Of the 41,648 employers with open abatement orders, 750 also have willful violations on record — citations where OSHA determined the employer knowingly disregarded a safety requirement or was aware of the hazard and made no reasonable effort to eliminate it. The combined penalties across the full open abatement universe total $457.5 million.
A willful violation with an open abatement order means the employer knew about the hazard, was penalized for it, and the hazard is still present. These are not administrative oversights. They are documented in OSHA's own enforcement records — the same records the agency uses to prioritize future inspections. The 41,648 figure represents the current state of OSHA's own enforcement backlog, in OSHA's own data.
Every finding in this issue derives from a federal regulatory dataset — CMS Provider Data Catalog, HCRIS Cost Reports, CMS Five-Star Rating System, CMS Hospice Care Index, or OSHA Enforcement Data. No findings rely on AuditPoint composite scores. All discrepancies are the product of joins between federal datasets.
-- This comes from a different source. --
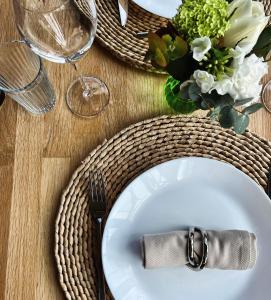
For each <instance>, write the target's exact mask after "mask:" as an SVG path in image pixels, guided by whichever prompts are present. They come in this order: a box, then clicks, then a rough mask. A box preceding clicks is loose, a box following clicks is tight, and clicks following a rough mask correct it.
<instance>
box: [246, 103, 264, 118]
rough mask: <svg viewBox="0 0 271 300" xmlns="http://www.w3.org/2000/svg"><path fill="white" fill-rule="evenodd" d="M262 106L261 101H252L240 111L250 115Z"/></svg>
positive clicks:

Financial data in Finding 01 is drawn from HCRIS cost reports, primarily fiscal year 2024 (323 of 331 facilities). Eight facilities reflect FY2025 early filings. Payer mix data reflects the most recent available fiscal year per facility. CareIndex compliance tiers referenced elsewhere on this platform are AuditPoint derived analytical outputs — not official CMS designations. Government inputs are disclosed at auditpoint.ai/methodology.
The Findings is not investment advice and is not a consumer reporting product under FCRA.